# String Functions

[**UPPER**](/functions/string/upper.md)(col)\
convert string to upper case

[**LOWER**](/functions/string/lower.md)(col)\
convert string to lower case

[**INITCAP**](/functions/string/initcap.md)(col)\
convert the first letter of each word to uppercase and the rest to lowercase

[**REVERSE**](/functions/string/reverse.md)(col)\
reverse the string

[**SUBSTR**](/functions/string/substr.md)(col, startIndex, endIndex)\
Gets substring of the input string from start to endIndex. Index begins at 0. Set endIndex to -1 to calculate till end of the string

**SUBSTRING(col, beginIndex)** / **SUBSTRING(col, beginIndex, length)**\
Returns the substring of the input string starting at a 1-based `beginIndex`. When `length` is provided, returns a substring of that length.

Usage: `SUBSTRING(col, beginIndex)` or `SUBSTRING(col, beginIndex, length)`\
Example: `SELECT SUBSTRING('hello', 2) FROM myTable` returns `'ello'`\
Example: `SELECT SUBSTRING('hello', 2, 3) FROM myTable` returns `'ell'`

[**CONCAT(col1, col2, seperator)**](/functions/string/concat.md)\
Concatenate two input strings using the seperator

[**TRIM(col)**](/functions/string/trim.md)\
trim spaces from both side of the string

**TRIM(end, characters, value)**\
Standard SQL trim function.

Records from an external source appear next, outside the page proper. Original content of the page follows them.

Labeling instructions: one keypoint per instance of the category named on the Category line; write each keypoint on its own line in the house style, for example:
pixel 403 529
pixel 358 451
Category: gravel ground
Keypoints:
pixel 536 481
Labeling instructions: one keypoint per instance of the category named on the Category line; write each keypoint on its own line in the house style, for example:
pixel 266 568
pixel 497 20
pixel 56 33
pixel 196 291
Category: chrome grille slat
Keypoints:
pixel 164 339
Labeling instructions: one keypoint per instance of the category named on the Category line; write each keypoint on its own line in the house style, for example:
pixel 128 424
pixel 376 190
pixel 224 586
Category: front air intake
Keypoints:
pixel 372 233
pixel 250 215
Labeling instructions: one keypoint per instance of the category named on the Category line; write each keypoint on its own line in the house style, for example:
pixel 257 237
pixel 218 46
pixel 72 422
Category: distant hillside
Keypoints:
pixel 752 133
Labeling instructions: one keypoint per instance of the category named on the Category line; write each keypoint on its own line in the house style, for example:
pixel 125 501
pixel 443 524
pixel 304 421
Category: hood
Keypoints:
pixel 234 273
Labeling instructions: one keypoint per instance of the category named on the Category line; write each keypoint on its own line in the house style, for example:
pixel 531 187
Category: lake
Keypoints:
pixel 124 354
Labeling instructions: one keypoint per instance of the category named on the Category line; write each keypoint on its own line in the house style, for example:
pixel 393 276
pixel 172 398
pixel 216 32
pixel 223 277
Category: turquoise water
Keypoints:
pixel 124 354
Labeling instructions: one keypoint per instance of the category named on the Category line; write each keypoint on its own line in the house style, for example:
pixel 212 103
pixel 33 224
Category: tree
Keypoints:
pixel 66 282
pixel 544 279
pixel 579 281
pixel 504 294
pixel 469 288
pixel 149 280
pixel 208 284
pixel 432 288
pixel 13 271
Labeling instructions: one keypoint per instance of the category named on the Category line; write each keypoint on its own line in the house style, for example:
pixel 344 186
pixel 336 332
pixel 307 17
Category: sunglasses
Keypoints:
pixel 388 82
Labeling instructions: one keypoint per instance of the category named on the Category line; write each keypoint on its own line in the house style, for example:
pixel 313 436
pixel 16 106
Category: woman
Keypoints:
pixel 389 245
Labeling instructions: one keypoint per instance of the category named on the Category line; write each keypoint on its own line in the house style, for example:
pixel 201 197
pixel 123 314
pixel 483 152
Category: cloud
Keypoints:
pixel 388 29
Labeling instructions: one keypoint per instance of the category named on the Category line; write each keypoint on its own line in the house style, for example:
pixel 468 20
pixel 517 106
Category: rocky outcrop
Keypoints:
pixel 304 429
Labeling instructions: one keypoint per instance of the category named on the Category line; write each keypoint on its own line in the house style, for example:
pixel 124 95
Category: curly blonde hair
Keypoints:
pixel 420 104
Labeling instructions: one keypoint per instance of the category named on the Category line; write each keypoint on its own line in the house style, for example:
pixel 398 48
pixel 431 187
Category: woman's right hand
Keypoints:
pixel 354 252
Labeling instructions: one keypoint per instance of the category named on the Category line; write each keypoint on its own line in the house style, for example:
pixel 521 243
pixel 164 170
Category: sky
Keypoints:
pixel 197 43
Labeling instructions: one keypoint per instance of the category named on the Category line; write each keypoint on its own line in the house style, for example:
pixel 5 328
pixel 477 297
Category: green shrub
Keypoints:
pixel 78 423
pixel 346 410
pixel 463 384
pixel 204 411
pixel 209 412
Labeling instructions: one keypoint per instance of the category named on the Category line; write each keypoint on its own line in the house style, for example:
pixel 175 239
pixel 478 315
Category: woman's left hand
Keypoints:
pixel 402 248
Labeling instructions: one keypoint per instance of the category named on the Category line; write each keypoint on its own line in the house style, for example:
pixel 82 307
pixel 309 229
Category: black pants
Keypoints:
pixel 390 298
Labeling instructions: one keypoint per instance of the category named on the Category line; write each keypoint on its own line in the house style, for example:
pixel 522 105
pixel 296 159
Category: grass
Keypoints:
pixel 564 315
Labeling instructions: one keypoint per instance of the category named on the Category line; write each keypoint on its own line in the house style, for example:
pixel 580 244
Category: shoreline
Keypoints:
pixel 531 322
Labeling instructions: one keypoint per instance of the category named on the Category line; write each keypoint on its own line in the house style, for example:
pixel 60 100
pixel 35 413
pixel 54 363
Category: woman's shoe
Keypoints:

Trims the specified `characters` from the specified end of the string. `end` can be `BOTH`, `LEADING`, or `TRAILING`.

Usage: `TRIM('BOTH', 'xy', col)`\
Example: `SELECT TRIM('LEADING', ' ', ' hello ') FROM myTable` returns `'hello '`

[**LTRIM(col)**](/functions/string/ltrim.md)\
trim spaces from left side of the string

[**RTRIM(col)**](/functions/string/rtrim.md)\
trim spaces from right side of the string

[**LENGTH(col)**](/functions/string/length.md)\
calculate length of the string

**octetLength(col)** / **octet\_length(col)**\
Returns the number of bytes in the UTF-8 representation of the input string.

Usage: `octetLength(col)` or `octet_length(col)`\
Example: `SELECT octetLength('é') FROM myTable` returns `2`

**bitLength(col)** / **bit\_length(col)**\
Returns the number of bits in the UTF-8 representation of the input string.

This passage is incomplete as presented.